Last Saturday, I guested for a team at Gold Valley, it was the last round of a very successful series of matches. This was the first round I had fished due to other commitments.

I drew old peg 6 on the canal bank of Gold lake, not a draw I was dissatisfied with, I have seen some big weights of carp come off the peg, mainly during warmer weather.
This peg you are fishing to the point of the first island and you are casting into shallow water, something that is very hit and miss at this time of the year, sh*t or bust as the saying goes.

When the match started I fed some joker in fishmeal at 14.5m, 4 balls of thatchers fishmeal, as this doesnt kill the joker like other fishmeals.

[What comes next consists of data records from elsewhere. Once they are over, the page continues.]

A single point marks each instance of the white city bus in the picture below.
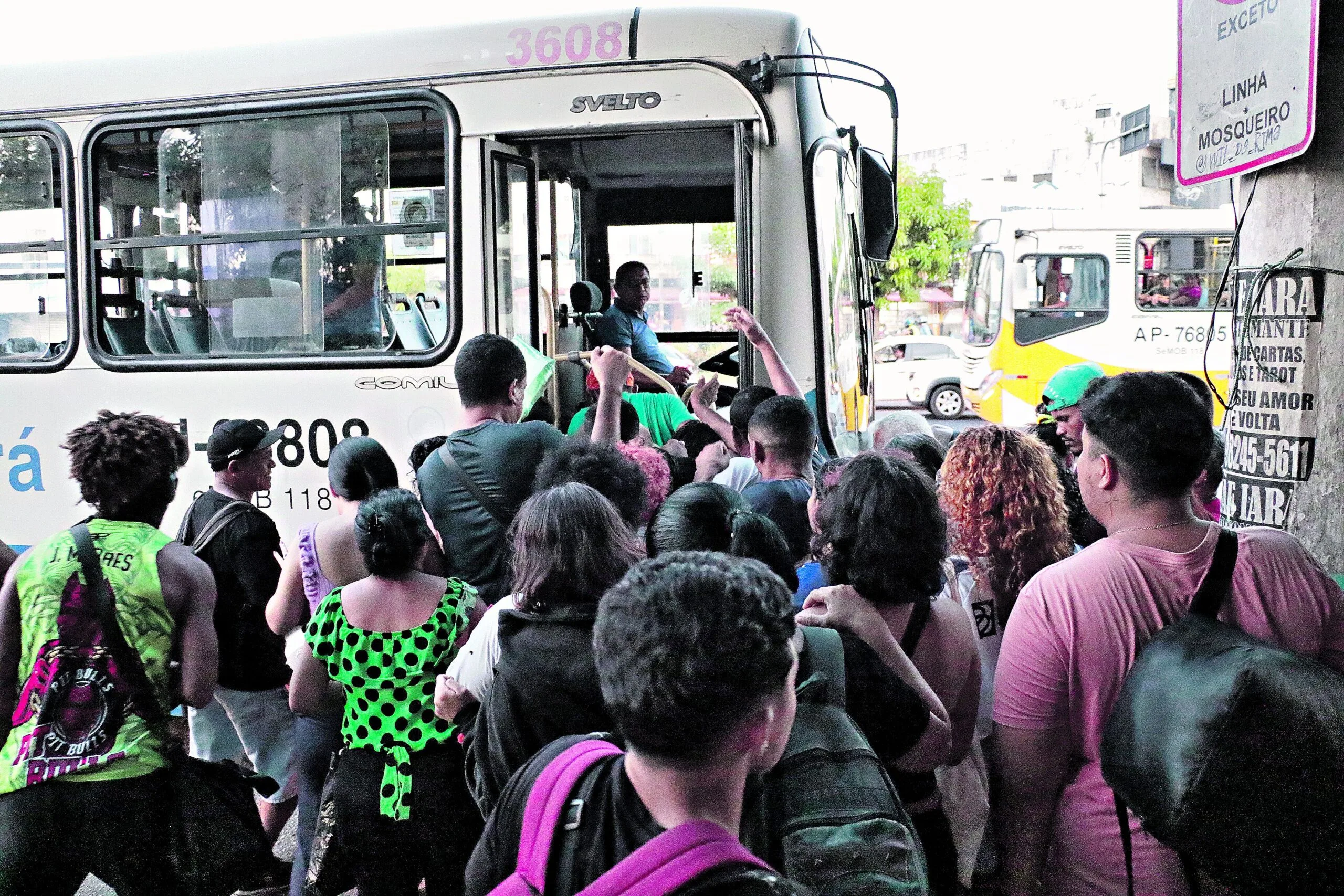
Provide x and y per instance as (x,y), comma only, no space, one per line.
(303,234)
(1132,292)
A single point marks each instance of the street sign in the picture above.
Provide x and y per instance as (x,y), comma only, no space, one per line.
(1245,85)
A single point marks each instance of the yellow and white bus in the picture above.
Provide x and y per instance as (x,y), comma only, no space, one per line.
(304,234)
(1131,292)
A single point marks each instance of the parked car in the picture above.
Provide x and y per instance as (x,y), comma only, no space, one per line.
(925,370)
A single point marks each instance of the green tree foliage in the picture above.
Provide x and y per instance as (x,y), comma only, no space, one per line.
(932,233)
(25,174)
(723,260)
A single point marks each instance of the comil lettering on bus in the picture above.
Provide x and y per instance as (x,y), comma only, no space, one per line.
(615,102)
(1249,16)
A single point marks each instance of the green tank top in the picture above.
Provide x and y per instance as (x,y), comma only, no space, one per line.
(389,680)
(75,719)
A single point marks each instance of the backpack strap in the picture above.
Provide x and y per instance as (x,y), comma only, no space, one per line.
(474,487)
(546,804)
(1127,842)
(1218,582)
(673,860)
(918,618)
(826,655)
(105,606)
(214,525)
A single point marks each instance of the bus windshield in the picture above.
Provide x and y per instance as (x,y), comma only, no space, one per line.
(983,292)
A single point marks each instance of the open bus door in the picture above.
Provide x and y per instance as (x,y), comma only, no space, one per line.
(510,188)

At this time of the year it is standard practice to start on the method feeder and cast to the rope, and sure enough everybody on Gold lake did this, after an hour of fishing you generally get a good idea of where the carp are and who is going home with the coin, and so it proved, I never had a bite and the anglers in a small area to my right were catching steady, thats winter carp fishing for you, or should I say Aqua Bingo, not that I am complaining as I have had my share of luck recently.

Two hours gone not a bite, three hours gone not a bite, despite regularly trying the pole. It wasnt until three and three quarters hour into the match that I got my first bite on the pole, then I had a lovely hour and a bit until the end of the match as I caught 6 bream and six perch for nearly 16lb, what a shame they didnt turn up earlier or I just needed a couple of early pulls on the tip as 28lb was second in the match.

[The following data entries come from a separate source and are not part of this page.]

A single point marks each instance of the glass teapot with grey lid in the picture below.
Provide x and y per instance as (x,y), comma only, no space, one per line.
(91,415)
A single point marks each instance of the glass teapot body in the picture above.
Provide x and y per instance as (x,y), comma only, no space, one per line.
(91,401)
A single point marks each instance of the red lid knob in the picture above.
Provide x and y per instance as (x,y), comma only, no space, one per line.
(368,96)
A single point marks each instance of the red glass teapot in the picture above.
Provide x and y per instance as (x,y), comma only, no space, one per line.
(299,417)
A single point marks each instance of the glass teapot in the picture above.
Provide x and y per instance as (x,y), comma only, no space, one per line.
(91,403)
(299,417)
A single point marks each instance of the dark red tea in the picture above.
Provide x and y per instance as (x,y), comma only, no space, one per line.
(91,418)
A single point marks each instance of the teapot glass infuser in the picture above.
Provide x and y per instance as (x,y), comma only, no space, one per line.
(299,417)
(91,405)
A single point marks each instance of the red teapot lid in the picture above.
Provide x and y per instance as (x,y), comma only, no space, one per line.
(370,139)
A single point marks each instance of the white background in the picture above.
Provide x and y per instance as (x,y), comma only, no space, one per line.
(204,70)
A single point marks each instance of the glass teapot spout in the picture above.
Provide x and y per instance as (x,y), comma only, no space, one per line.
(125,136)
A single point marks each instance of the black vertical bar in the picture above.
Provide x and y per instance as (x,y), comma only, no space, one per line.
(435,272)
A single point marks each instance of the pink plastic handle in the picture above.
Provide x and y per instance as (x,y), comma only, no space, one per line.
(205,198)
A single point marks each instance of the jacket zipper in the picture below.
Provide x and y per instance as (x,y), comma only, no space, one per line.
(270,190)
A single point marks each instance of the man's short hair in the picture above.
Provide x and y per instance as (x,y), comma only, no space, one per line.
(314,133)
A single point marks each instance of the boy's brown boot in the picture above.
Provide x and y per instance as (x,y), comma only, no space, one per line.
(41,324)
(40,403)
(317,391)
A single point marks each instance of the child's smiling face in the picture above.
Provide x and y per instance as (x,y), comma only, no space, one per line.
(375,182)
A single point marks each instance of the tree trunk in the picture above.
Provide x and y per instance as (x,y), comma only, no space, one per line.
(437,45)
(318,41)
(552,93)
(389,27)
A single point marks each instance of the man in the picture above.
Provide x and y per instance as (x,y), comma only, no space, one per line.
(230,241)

The match was won with 50lb, not the biggest weight but it is winter and on the day all the lakes were single banked and when it is pegged like this the carp soon learn that it is safer on the the side of the rope where you cant cast, despite the low weight the fishing is quite fair for the time of the year as there were quite a few areas where it was possible to frame from, unlike the days when you need 150lb+, then the weights look good in the paper, but you need to be bang on.